Граф Пален был отставлен в феврале 1797-го по казусному случаю. Павел дозволил уволенному Платону Зубову ехать за границу на два года. Проезд Зубова через Ригу совпал с местным праздником. Императору донесли, что праздновали явление Зубова. Рижский губернатор Пален был отставлен от службы: «С удивлением уведомился я обо всех подлостях, вами оказанных в проезде князя Зубова чрез Ригу <…>. Павел» (Рескрипт 26 февраля 1797 // Лобанов-Ростовский. С. 366).

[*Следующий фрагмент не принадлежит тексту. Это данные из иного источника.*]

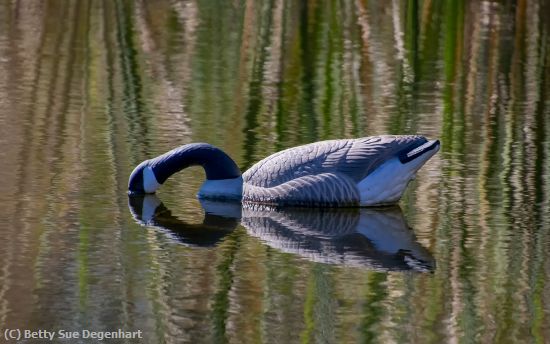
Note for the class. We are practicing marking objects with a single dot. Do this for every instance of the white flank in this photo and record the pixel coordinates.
(222, 189)
(150, 184)
(387, 183)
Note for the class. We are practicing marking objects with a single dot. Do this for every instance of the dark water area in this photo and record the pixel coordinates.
(88, 89)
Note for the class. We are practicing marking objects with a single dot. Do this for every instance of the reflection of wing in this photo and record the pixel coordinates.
(373, 238)
(148, 210)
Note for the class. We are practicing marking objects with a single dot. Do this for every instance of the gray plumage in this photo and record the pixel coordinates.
(324, 173)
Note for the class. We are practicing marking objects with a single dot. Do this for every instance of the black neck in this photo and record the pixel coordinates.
(215, 162)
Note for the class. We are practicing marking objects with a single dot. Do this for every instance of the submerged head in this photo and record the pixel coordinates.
(143, 180)
(386, 184)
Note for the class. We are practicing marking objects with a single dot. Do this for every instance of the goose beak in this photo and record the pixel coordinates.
(426, 151)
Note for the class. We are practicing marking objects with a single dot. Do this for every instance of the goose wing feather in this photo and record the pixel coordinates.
(325, 189)
(353, 158)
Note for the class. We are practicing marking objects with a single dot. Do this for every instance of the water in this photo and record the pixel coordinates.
(88, 89)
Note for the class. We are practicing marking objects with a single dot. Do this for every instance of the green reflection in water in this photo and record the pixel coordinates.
(86, 97)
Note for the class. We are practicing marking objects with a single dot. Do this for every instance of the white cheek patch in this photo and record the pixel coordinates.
(150, 184)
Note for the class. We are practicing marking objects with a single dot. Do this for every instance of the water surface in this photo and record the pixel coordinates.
(88, 89)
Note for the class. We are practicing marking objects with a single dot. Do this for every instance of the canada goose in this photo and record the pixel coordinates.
(367, 171)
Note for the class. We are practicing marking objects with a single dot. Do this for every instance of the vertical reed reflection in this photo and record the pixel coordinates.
(90, 88)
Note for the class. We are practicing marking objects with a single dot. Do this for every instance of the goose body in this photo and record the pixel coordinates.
(366, 171)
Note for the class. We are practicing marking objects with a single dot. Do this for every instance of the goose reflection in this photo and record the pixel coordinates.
(373, 238)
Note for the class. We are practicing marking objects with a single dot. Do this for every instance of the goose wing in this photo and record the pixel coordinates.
(353, 158)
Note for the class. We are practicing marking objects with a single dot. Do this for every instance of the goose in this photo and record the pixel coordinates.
(368, 171)
(372, 238)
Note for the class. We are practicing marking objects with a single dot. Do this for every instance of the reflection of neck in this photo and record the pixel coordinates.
(217, 165)
(230, 189)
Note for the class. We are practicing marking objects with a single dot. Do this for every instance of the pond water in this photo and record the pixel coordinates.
(88, 89)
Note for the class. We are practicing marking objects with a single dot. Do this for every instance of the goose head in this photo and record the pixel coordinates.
(223, 177)
(386, 184)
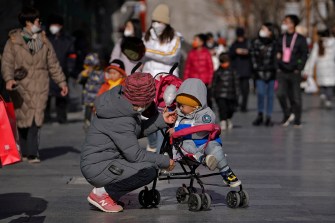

«Пален, непроницаемый, никогда никому не открывавшийся <…>, был создан успевать во всем, что бы он ни предпринял <…>. Это был настоящий глава заговора, предназначенный подать страшный пример всем заговорщикам, настоящим и будущим» (Ланжерон. С. 132–133). – «Пален был человек крупный, широкоплечий, с высоким лбом и открытою, приветливою, добродушною физиономиею. Очень умный и самобытный, он в своих речах проявлял большую тонкость, шутливость и добродушие <…>. Он был воплощением прямоты, жизнерадостности и беззаботности» (Ливен. С. 180–181). «Он охотно делал добро, охотно смягчал, когда мог, строгие повеления государя, но делал вид, будто исполнял их безжалостно» (Коцебу. С. 292)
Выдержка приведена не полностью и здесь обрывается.